Variedades

Adriana L. Dutra e Walter Carvalho assinam documentário intrigante

Santo Tomás de Aquino dizia que o tempo pertence a Deus e, portanto, qualquer tentativa de lucrar com o tempo implica roubar a Deus. No sistema escravocrata, alguém, o senhor de escravos, possui 100% do tempo do outro. A raiz de trabalho vem de uma palavra romana que designa um instrumento de tortura. O trabalho é dor, sofrimento. No capitalismo, você vende/aluga seu trabalho por horas da semana, do mês, do ano.

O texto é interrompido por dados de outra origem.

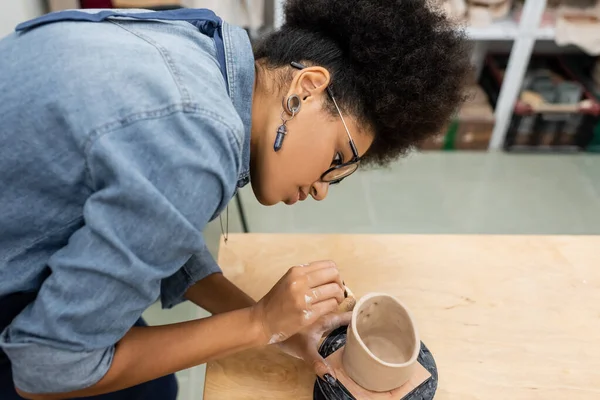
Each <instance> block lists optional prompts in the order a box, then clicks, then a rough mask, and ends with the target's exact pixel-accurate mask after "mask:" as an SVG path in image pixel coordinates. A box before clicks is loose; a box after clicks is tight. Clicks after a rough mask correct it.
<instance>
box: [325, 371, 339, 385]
mask: <svg viewBox="0 0 600 400" xmlns="http://www.w3.org/2000/svg"><path fill="white" fill-rule="evenodd" d="M323 378H325V380H326V381H327V383H329V384H330V385H331V386H337V381H336V379H335V378H334V377H333V376H331V375H330V374H325V375H323Z"/></svg>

E, nesse admirável mundo novo das redes sociais, se você fica muito tempo conectado, bem, você está produzindo de graça conteúdos com os quais alguém (os operadores/proprietários das tais redes) estará lucrando. Todo mundo se beneficia com as redes sociais, mas só esses caras, os Steve Jobs, ficaram bilionários.

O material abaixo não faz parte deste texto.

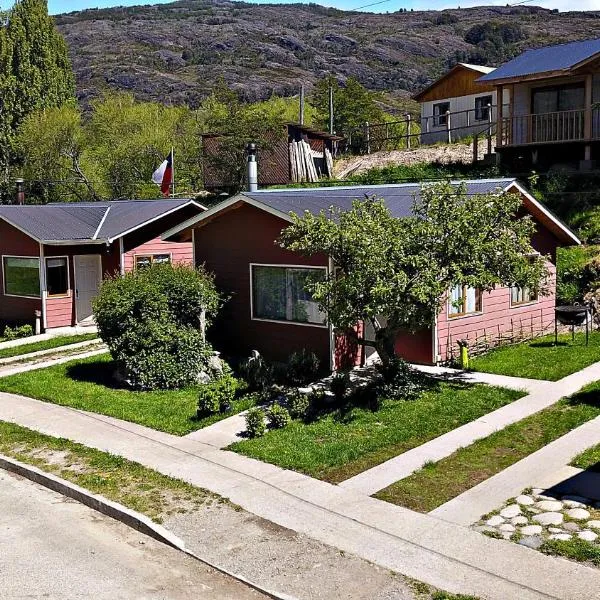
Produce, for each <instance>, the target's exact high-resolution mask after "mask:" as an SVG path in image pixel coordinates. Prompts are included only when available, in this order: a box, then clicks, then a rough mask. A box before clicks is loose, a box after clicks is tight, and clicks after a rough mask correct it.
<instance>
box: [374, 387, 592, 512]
mask: <svg viewBox="0 0 600 600" xmlns="http://www.w3.org/2000/svg"><path fill="white" fill-rule="evenodd" d="M598 415H600V382H598V383H594V384H592V385H590V386H588V387H586V388H584V389H583V390H582V391H581V392H579V393H578V394H575V395H574V396H572V397H571V398H565V399H563V400H560V401H559V402H558V403H557V404H555V405H554V406H551V407H549V408H547V409H545V410H543V411H540V412H539V413H536V414H534V415H531V416H530V417H527V418H526V419H523V420H522V421H519V422H518V423H514V424H512V425H509V426H508V427H506V428H505V429H502V430H501V431H498V432H496V433H493V434H492V435H490V436H488V437H486V438H484V439H481V440H479V441H477V442H475V443H473V444H471V445H470V446H467V447H465V448H461V449H460V450H457V451H456V452H454V453H453V454H451V455H450V456H448V457H447V458H444V459H442V460H440V461H439V462H436V463H432V464H429V465H426V466H425V467H423V468H422V469H421V470H419V471H417V472H415V473H413V474H412V475H410V476H409V477H406V478H405V479H402V480H400V481H398V482H396V483H394V484H392V485H391V486H389V487H388V488H386V489H384V490H382V491H380V492H378V493H377V494H376V497H377V498H379V499H380V500H385V501H387V502H391V503H393V504H399V505H401V506H405V507H407V508H411V509H413V510H418V511H421V512H429V511H431V510H433V509H434V508H437V507H438V506H440V505H442V504H444V503H445V502H448V501H449V500H451V499H452V498H455V497H456V496H458V495H459V494H462V493H463V492H465V491H466V490H468V489H470V488H472V487H474V486H475V485H477V484H478V483H481V482H482V481H485V480H486V479H488V478H489V477H491V476H492V475H495V474H496V473H499V472H500V471H502V470H503V469H506V468H507V467H509V466H510V465H513V464H514V463H516V462H518V461H519V460H521V459H523V458H525V457H526V456H528V455H529V454H532V453H533V452H535V451H536V450H539V449H540V448H542V447H543V446H545V445H547V444H549V443H550V442H552V441H553V440H556V439H558V438H559V437H561V436H563V435H565V434H566V433H568V432H569V431H571V430H572V429H575V428H576V427H579V426H580V425H582V424H583V423H585V422H586V421H590V420H591V419H593V418H595V417H597V416H598ZM596 453H597V454H596V462H598V461H600V447H599V448H596ZM582 457H583V455H582ZM582 457H579V459H580V460H579V462H580V463H581V464H583V463H584V462H590V461H593V460H594V459H593V455H592V453H590V454H588V455H587V456H586V457H585V458H582ZM578 466H579V465H578Z"/></svg>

São questões – exceto a última – embutidas em Quanto Tempo o Tempo Tem?, documentário de Adriana L. Dutra que estreou nessa quinta, 31, nos cinemas. Em São Paulo, o lançamento é limitado – em apenas alguns horários do Arteplex Itaú.
Nessa quinta, depois de assistir ao filme, o repórter conversou pelo telefone com a diretora, no Rio. Ela estava feliz da vida – “Estou aqui num cinema vendo o nascimento do meu rebento, e embora a sala não esteja lotada tem bastante gente.” Foram quatro anos, quase cinco, até chegar a esse momento. Tão logo se decidiu pelo projeto, Adriana conta que escreveu, do próprio punho, um bilhete e o deixou na casa do grande Walter Carvalho, convidando-o para ser seu diretor de fotografia. Carvalho respondeu imediatamente – “Que loucura é essa? É claro que topo.”

A parceria evoluiu para uma codireção. “O carinho do Walter foi muito importante. Ele assinou as imagens talvez mais belas do cinema brasileiro nas últimas décadas. E é um cara incrivelmente generoso. Foi um privilégio tê-lo a bordo comigo.” Mas Walter precisou sair para dirigir outro filme. Permaneceu ligado conceitualmente e Bacco Andrade assumiu a fotografia, “meu querido Bacco”, como diz a diretora. Quanto Tempo o Tempo Tem? integra uma trilogia de Adriana que começou com Fumando Espero, de 2009. “Dei-lhe o nome de trilogia da catarse. São três documentários que me transformam em cobaia de mim mesma. Fumando Espero é sobre minha dependência da nicotina. Quanto Tempo…? é sobre essa correria que a gente vive, fazendo as coisas para ontem, sem tempo para nada. Sociedade do Medo, para o qual estou captando, será o fecho, sobre as grandes corporações que mandam no mundo e formatam nossos desejos.”

Adriana lembra-se perfeitamente do começo do projeto, lá atrás. Ela foi a Brasília encontrar-se com uma autoridade – não diz o nome – para discutir patrocínio de festivais. Tomou um voo de manhã cedo e, ao entrar no escritório, depois de uma longa espera, pegou a tal autoridade no pulo. “Ele me olhou com uma cara de quem estava acuado. Tinha o telefone regular numa mão, o celular pendurado no ombro e com a outra mão segurava o mouse. Não conseguia nem falar comigo. Fez o gesto para que me sentasse. Quando falamos, disse-lhe que entendia perfeitamente o que estava ocorrendo e que ia fazer um filme sobre isso.”
André Comte-Sponville, Marcelo Gleiser, Thierry Paquot, Arnaldo Jabor, Francis Wolff, Luiz Alberto Oliveira, Raymond Kurzweil, Erick Felinto, Stevens Rehen, Domenico De Masi, Nélida Piñon e a monja Coen Sensei são algumas das personalidades que dão testemunhos no filme. São artistas, pensadores, filósofos, cientistas. Debatem questões transcendentes. O homem moderno possui uma expectativa de vida superior à de seus avós e bisavós. Vivemos hoje em média 30 anos mais. O que estamos fazendo com esse tempo extra? Para alguns, ele não basta e existem os transumanos, que sonham com a imortalidade e propõem experimentos que, no limite, poderão criar o homem-máquina. Diante desse mundo novo com o qual só podemos sonhar – a inteligência artificial -, a monja propõe o que talvez seja um recuo. O que nos caracteriza como humanos é a finitude, a certeza da morte. Sem essa certeza, não há graça. A morte faz parte da corrente da vida, e ela sorri, em paz consigo mesma. Enquanto isso, corremos – sempre, sem motivo, por nada. Quanto tempo o tempo tem? Os créditos começam, mas o filme não terminou. Domenico De Masi tem a última palavra. Vale refletir sobre o que diz.
As informações são do jornal O Estado de S. Paulo.